2

Does anyone know of a library - ideally Python, that can have a stab at pulling dates out of text?

"Shall we go to the library today" -> 21 Jan 10 "Starting on the 1st of January" -> 1 Jan 10 "Anytime between 3nd and 5th of Feb 2009" -> 3 Feb 09, 5 Feb 09

It's a tough problem and probably why I havn't found anything! Already using NLTK by the way if that helps.

PhoebeB
  • 8,434
  • 8
  • 57
  • 76
  • Not that I know of any, but does it need to be international or US only? US only could be done with a set of regexes but internationalreally increases the amount of regexes :( – extraneon Jan 21 '10 at 12:11
  • dupe: http://stackoverflow.com/questions/1258712/fuzzy-timestamp-parsing-with-python and http://stackoverflow.com/questions/1822787/parsing-dates-from-free-text-input-in-python among many others – SilentGhost Jan 21 '10 at 12:17
  • fuzzy is a good search term. Following suggested threads above found this, http://stackoverflow.com/questions/1258712/fuzzy-timestamp-parsing-with-python/1378134#1378134 which looks promising. And yes, international is required sigh. – PhoebeB Jan 21 '10 at 12:28
  • These answers indeed parse strings related to time, but don't help with extracting time phrases from free text. – Adam Matan Jan 21 '10 at 12:53

3 Answers3

4

Looks like this module is what you are looking for: parsedatetime

Nadia Alramli
  • 111,714
  • 37
  • 173
  • 152
  • You'll probably have to tokenize your lines before moving them to the parser. – Adam Matan Jan 21 '10 at 12:26
  • 1
    Should have added to question - have been trying with this but it is easily fooled and then you have the problem of working out if the result is valid! Thanks for suggestion though. – PhoebeB Jan 21 '10 at 12:27
2

The PyParsing site has a little bonus script for parsing time expressions. I would say that is worth a look for you!

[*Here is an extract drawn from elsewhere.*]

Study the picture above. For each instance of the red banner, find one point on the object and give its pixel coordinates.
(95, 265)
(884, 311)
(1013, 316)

Edit: I see you already ended up there as I was typing my suggestion. Good luck to you!

jathanism
  • 33,067
  • 9
  • 68
  • 86
1

Thanks for the contributions - in the end I followed up one of the comments, that led to pyparsing, which led to the beginnings of a solution. many thanks all.

Have posted the work in progress, two pyparsing snippets of code here http://pbjots.blogspot.com/2010/01/using-pyparsing-to-extract-dates-from.html in case they help anyone.

PhoebeB
  • 8,434
  • 8
  • 57
  • 76